Устройство для определения положения окклюзионной плоскости представляет собой окклюзионный столик (рис. 4а), закрепляемый в артикулятор. Имитатор окклюзионной плоскости выполнен из двух плексигласовых прозрачных пластин, не фиксированных между собой, с нанесенной измерительной сеткой и двумя крепежными элементами, состоящими из крестообразной втулки (рис. 4б) и фиксирующего цилиндра, обеспечивающего перемещение крестообразной втулки в вертикальном направлении, тем самым позволяющего осуществлять наклон ОсР в трансверсальном направлении и имеющего измерительную шкалу.

 а  б

Рис. 4. Схема устройства (окклюзионного столика) для определения положения ОсР:

а) 1 — окклюзионный столик, 2 — плексигласовые прозрачные пластины, 3 — измерительная сетка, 4 — фиксирующий цилиндр; б) схема втулки: 1 — втулка, 2 — фиксирующий цилиндр,

3 — измерительная шкала

Техническим результатом полезной модели [2] является диагностика положения ОсР в трех взаимно перпендикулярных пространственных плоскостях и построение искусственных зубных рядов с учетом наклона ОсР для каждой из сторон (левой и правой) зубной дуги.

Функциональные возможности окклюзионного столика после монтажа в артикулятор позволяют определить уровень расположения ОсР по вертикали, направления по сагиттали, а наклон по трансверсали.

Шкала измерения в трансверсальной плоскости в диапазоне 0-5° с шагом в 1°, а шкала измерения в сагиттальной плоскости в диапазоне 0-20° с шагом в 1°, за счет наличия двух шкал и свободы движения в трех плоскостях.

Для работы с окклюзионным столиком в сагиттальной плоскости из комбинированной модели нижней челюсти извлекали все зубы, кроме первых моляров и центральных резцов одной половины модели челюсти (рис. 5), а для измерения по трансверсали ориентировались на первый моляр и первый премоляр (рис. 6).

 а б

Рис. 5. Определение наклона ОсР в сагиттальном направлении: а – вид сбоку; б — вид спереди

Рис. 6. Определение наклона ОсР в трансверсальном направлении

Верхнюю раму артикулятора с установленным окклюзионным столиком, механизмы которого отпущены, закрывали до контакта плексигласовых прозрачных пластин столика с дистальными бугорками первых моляров и вершинами центральных резцов. После чего механизмы столика закрывали. В таком положении, на шкалах с ходом деления 1°, отображается величина ОсР в сагиттальном и трансверсальном направлениях.

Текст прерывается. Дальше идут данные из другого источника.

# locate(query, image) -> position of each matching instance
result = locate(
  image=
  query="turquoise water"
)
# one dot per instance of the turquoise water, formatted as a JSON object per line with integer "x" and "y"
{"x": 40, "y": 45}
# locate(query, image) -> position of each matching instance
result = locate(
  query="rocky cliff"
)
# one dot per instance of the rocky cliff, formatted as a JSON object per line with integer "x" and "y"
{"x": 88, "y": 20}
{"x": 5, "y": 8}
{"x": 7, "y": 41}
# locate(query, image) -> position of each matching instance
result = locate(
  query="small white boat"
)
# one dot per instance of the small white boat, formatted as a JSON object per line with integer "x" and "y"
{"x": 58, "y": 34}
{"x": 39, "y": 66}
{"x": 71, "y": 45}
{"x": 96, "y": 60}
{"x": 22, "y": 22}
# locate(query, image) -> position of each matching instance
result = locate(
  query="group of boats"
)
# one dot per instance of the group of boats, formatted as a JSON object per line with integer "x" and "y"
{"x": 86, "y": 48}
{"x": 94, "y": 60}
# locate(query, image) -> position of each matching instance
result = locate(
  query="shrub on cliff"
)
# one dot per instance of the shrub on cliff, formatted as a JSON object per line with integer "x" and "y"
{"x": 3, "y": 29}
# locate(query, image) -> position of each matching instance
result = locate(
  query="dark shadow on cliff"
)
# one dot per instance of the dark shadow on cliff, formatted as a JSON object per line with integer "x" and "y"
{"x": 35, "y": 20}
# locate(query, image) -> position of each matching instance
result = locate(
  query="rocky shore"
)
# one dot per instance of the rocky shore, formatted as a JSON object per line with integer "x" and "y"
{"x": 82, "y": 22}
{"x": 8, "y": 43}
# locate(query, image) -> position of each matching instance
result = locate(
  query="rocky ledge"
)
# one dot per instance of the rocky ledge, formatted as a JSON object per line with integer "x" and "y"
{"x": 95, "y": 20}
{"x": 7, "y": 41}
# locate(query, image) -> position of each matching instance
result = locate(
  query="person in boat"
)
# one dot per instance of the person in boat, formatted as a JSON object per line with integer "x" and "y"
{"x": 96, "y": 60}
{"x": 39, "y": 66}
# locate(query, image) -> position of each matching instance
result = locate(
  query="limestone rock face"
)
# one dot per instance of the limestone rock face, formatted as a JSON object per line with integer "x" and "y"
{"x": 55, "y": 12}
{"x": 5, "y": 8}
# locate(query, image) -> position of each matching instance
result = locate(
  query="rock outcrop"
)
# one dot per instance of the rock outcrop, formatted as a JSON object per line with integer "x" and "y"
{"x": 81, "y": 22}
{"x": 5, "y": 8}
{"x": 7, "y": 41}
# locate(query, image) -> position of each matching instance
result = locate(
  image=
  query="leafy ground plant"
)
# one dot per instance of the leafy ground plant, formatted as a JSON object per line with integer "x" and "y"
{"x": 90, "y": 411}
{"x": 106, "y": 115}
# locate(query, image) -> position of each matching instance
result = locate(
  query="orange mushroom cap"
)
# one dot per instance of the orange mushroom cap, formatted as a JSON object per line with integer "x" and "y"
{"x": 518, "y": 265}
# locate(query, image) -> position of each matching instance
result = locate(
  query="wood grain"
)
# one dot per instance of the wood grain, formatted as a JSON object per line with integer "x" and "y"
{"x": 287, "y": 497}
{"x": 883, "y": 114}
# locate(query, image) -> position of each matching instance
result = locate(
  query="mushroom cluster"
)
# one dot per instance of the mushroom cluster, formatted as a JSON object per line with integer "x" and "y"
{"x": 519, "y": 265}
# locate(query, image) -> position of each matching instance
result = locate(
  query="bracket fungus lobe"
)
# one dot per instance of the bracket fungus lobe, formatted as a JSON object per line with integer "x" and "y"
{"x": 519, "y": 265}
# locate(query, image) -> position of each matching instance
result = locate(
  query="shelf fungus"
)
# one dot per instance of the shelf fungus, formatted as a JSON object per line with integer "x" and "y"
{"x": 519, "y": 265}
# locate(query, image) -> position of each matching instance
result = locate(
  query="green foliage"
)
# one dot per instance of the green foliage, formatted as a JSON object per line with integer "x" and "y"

Для работы с окклюзионным столиком в трансверсальной плоскости из комбинированной модели нижней челюсти извлекали все зубы, кроме первого моляра и первого премоляра одной половины модели нижней челюсти, затем те же манипуляции осуществляли с другой половиной разборной модели (рис. 7).

Рис. 7. Определение наклона ОсР в трансверсальном направлении справа (от первого моляра до первого премоляра)

Мы удаляли из разборной гипсовой модели нижней челюсти блок с резцами, так как резцы не имеют наклона в горизонтальной плоскости и являются помехой для проведения измерений и анализа окклюзионных взаимоотношений зубных рядов.

Нами установлено, что у всех обследуемых угол и наклон ОсР справа и слева асимметричны. При измерении трансверсального наклона у 80% обследованных ОсР наклонена медиально, в 15% случаев – латерально, а в 5% – угол наклона равен нулю (ОсР параллельна раме артикулятора).

Результаты анализа наклона окклюзионной плоскости у пациентов с интактными зубными рядами

Наклон ОсР в сагиттальном и трансверсальном направлениях у пациентов контрольной группы представлен на диаграммах (рис. 8, правая сторона зубного ряда и рис. 9, левая сторона).

Сравнительный анализ показал достоверные различия (р ≤ 0,05) уровня расположения и направления ОсР в сагиттальной и наклон ОсР в трансверсальной плоскости.

Рис. 8. Наклон ОсР у пациентов контрольной группы, правая сторона

Рис. 9. Наклон ОсР у пациентов контрольной группы, левая сторона

При сравнении угла наклона ОсР по сагиттали и трансверсали (рис. 10) видно, что в сагиттальной проекции величины ОсР почти совпадают, а по трансверсали отмечается общая тенденция с двух сторон, однако графики не проходят близко друг к другу и видны некоторые значения, выпадающие из общей тенденции. Данные по наклонам ОсР по сагиттали и трансверсали на правой стороне демонстрируют близкую зависимость.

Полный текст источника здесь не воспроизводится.